I had such good intentions this year to keep my blog updated on a regular basis. Unfortunately I have had nearly 3 months of back pain caused by a herniated disk pressing on my sciatic nerve which has made it impossible at times to sit down let alone do any sewing.  The pain was intense – worse than childbirth and that was bad enough. It has been a challenge to work let alone do much else but lay prostrate on the sofa eating walnut whips and catching up with the box sets.

I was inspired earlier this year by a blog post by Sunni of Fashionable Stitch on basic patterns. I don’t know about you but I have a lot of patterns – most of which I will probably never get around to making up.
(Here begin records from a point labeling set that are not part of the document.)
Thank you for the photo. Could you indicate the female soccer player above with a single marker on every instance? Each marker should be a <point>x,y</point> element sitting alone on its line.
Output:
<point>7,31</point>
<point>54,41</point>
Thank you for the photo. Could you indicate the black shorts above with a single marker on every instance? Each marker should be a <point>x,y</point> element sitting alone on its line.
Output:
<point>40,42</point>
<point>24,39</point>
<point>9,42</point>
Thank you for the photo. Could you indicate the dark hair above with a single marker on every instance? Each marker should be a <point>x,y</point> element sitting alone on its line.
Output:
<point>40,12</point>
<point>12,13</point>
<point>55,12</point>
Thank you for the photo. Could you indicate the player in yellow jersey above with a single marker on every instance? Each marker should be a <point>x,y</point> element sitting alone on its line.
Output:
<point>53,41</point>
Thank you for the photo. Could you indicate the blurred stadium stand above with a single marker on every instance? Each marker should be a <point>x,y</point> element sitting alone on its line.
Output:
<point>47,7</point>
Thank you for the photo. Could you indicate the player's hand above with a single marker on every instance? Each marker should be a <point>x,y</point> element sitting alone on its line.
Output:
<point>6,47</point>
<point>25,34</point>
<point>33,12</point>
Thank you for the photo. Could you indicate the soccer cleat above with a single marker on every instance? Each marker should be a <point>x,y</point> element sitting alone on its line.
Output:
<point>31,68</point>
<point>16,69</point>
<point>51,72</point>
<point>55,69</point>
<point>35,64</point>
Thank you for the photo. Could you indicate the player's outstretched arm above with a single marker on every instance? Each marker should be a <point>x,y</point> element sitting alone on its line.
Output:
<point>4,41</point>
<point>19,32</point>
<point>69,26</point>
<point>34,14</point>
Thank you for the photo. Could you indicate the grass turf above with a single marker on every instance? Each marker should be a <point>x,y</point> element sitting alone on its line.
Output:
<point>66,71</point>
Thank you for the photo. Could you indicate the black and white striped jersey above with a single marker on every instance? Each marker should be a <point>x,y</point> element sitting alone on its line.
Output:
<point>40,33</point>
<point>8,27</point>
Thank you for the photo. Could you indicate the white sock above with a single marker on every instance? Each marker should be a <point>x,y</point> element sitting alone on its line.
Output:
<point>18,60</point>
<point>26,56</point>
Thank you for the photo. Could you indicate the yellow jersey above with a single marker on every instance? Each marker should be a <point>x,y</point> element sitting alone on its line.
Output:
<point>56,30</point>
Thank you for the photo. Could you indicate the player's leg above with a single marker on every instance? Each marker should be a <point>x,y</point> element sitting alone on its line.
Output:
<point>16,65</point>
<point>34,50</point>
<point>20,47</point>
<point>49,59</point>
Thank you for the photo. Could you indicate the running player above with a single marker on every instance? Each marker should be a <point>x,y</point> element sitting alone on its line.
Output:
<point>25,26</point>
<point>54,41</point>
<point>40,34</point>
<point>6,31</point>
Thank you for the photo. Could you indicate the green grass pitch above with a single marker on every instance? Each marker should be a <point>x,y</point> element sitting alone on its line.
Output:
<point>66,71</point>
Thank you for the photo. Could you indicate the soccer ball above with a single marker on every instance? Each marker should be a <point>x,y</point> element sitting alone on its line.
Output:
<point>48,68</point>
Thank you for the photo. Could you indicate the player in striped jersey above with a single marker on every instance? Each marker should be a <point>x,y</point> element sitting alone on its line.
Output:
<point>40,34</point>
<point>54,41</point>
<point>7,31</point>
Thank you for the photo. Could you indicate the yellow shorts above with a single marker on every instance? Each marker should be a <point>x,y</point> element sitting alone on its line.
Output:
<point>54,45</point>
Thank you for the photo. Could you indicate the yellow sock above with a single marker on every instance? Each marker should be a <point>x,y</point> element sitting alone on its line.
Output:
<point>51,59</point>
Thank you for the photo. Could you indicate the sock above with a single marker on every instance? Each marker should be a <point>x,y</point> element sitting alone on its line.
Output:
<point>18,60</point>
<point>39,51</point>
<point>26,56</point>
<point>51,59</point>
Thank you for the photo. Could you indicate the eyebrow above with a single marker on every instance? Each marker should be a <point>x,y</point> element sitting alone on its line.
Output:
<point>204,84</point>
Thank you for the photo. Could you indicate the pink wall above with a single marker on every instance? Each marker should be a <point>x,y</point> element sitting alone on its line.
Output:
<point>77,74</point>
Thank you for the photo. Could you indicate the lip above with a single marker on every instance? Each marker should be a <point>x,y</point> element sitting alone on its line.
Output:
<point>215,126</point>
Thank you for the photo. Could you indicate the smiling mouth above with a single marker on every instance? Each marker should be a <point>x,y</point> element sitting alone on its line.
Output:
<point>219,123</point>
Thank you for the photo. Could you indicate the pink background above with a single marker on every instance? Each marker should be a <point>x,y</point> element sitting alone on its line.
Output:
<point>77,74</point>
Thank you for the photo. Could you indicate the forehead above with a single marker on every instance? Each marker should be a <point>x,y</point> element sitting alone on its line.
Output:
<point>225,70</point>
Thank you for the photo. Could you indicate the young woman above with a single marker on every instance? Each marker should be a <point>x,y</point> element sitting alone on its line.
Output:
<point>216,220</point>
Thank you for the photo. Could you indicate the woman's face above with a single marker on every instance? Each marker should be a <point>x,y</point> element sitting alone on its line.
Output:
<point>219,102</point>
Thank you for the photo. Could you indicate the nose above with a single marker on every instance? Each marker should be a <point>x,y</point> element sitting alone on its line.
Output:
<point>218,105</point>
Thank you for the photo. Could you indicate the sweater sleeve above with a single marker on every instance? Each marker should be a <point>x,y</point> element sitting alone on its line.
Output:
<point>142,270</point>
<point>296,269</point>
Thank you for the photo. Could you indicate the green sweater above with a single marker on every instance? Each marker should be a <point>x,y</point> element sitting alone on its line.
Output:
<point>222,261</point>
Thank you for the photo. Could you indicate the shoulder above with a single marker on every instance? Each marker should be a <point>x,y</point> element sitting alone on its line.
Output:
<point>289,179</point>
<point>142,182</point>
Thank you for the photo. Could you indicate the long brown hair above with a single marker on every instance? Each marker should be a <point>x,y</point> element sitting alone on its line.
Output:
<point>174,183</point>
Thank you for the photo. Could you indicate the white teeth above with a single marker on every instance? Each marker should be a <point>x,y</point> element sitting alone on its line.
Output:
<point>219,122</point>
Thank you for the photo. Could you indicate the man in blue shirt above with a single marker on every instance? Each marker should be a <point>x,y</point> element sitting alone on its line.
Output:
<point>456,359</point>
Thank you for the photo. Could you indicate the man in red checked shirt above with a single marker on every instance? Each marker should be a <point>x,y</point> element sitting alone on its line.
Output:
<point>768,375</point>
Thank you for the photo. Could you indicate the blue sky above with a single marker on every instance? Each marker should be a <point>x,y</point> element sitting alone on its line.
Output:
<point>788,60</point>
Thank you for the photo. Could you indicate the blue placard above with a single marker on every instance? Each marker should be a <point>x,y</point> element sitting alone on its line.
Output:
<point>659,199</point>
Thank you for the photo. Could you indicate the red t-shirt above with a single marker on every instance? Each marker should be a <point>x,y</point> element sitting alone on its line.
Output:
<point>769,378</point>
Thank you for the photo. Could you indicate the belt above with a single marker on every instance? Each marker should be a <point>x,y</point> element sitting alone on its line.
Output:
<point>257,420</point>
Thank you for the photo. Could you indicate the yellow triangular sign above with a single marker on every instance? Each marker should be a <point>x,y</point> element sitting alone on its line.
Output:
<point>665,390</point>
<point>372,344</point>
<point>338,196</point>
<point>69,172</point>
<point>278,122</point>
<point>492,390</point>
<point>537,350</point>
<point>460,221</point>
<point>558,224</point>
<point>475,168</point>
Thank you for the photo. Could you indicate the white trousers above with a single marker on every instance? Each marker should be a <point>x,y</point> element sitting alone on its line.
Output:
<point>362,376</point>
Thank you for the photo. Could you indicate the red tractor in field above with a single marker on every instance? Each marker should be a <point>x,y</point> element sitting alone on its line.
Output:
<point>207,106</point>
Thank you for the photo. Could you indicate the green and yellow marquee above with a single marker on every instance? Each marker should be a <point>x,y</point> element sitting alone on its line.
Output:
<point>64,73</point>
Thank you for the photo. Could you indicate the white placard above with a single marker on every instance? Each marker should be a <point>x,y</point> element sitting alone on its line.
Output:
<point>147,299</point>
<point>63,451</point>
Every time I try a new pattern I have issues with fit and spend a lot of time making a toile and adjusting fit – this usually takes more time than the final construction of the garment. If I want a return on investment of time then I need to be able to make several looks from one basic pattern which makes sense to me.  When I thought about it there seems to be quite a lot of different ways you can change the look of a pattern by simple adaptations, choice of fabric, embellishments etc. If you are interested in finding out more then Sunni also has a pinterest board where she has collected a series of basic patterns which lend themselves to this ethos.

With this in mind I selected New Look 6356 as it has a variation on necklines and I was intending to lengthen this to create a tunic dress. I also wanted to try out some new sewing techniques but more of that later.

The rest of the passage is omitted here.